CRÔNICA – “QUEM MUDA MAIS?”
Quem muda mais: o político quando assume… ou o eleitor quando precisa?
Essa é daquelas perguntas que incomodam… porque não tem resposta simples… e talvez, no fundo, a gente nem queira responder com sinceridade.
Porque veja bem…
Durante a campanha, o político é um exemplo de humildade.

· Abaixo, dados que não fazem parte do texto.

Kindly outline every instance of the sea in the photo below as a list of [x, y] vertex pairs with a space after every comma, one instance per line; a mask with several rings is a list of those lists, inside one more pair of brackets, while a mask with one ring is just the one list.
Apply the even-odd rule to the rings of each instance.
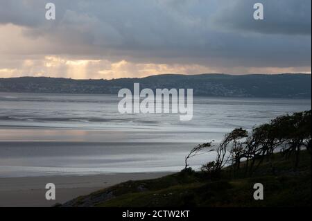
[[286, 114], [308, 99], [195, 96], [193, 118], [179, 114], [121, 114], [116, 95], [0, 93], [0, 177], [176, 172], [216, 155], [224, 135]]

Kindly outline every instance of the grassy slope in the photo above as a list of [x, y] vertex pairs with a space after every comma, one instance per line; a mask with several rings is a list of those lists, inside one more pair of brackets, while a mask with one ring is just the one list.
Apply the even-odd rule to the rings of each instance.
[[[311, 155], [301, 153], [300, 166], [279, 154], [274, 157], [274, 173], [265, 162], [251, 177], [232, 179], [225, 170], [210, 180], [201, 173], [176, 173], [155, 179], [129, 181], [63, 206], [311, 206]], [[239, 175], [236, 177], [240, 177]], [[253, 199], [253, 185], [264, 186], [264, 200]]]

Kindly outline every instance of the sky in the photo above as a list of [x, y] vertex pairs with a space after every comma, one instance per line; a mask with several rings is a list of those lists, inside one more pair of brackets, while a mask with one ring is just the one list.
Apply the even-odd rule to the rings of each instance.
[[0, 78], [311, 73], [311, 0], [1, 0]]

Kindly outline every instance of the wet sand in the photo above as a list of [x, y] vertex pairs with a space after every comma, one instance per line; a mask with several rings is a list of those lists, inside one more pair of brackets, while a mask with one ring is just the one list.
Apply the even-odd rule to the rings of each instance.
[[[51, 206], [128, 180], [158, 178], [169, 173], [119, 173], [90, 176], [0, 178], [1, 207]], [[55, 200], [47, 200], [45, 186], [53, 183]]]

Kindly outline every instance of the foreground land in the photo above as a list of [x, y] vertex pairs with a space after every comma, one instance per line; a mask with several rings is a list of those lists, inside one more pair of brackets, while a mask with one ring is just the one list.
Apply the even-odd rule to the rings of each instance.
[[[52, 176], [41, 177], [0, 178], [0, 207], [51, 206], [64, 203], [78, 195], [89, 194], [130, 179], [146, 179], [163, 177], [168, 173], [120, 173], [89, 176]], [[45, 185], [53, 183], [56, 200], [45, 198]]]
[[[233, 174], [225, 168], [211, 179], [190, 170], [155, 179], [128, 181], [79, 197], [63, 206], [309, 206], [311, 159], [300, 152], [294, 159], [281, 154], [263, 163], [252, 175]], [[255, 183], [264, 186], [264, 200], [254, 200]], [[60, 206], [60, 205], [59, 205]]]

Ele aperta a mão de todo mundo, entra em qualquer casa, toma café onde for chamado, escuta histórias, faz promessas, olha no olho e diz: “eu não vou esquecer de você.”
E o povo acredita.
Aí vem a eleição… o voto… a vitória… a posse… a cadeira… o gabinete… o poder.
E alguns… não todos… mas alguns… mudam.
Mudam o telefone, mudam a agenda, mudam o jeito de falar… e às vezes até o jeito de olhar para o povo.
Aquele que antes batia na porta… agora manda recado pela assessoria.
Aquele que pedia voto com humildade… agora anda cercado, distante, inacessível.
Mas calma…
Antes de apontar o dedo só para um lado… vamos olhar para o outro.
E o eleitor?
Porque o eleitor também muda.
Tem eleitor que passa quatro anos reclamando… criticando… apontando erros… dizendo que não aguenta mais.
Mas quando precisa de um favor… de um emprego… de uma ajuda… de uma influência… ele muda.
Esquece tudo.
Esquece as críticas.
Esquece os erros.
Esquece até a dignidade.
E vai lá… pedir.
Às vezes pede aquilo que sabe que não é certo.
Às vezes troca o voto por uma promessa pequena.
Às vezes vende o futuro por uma necessidade imediata.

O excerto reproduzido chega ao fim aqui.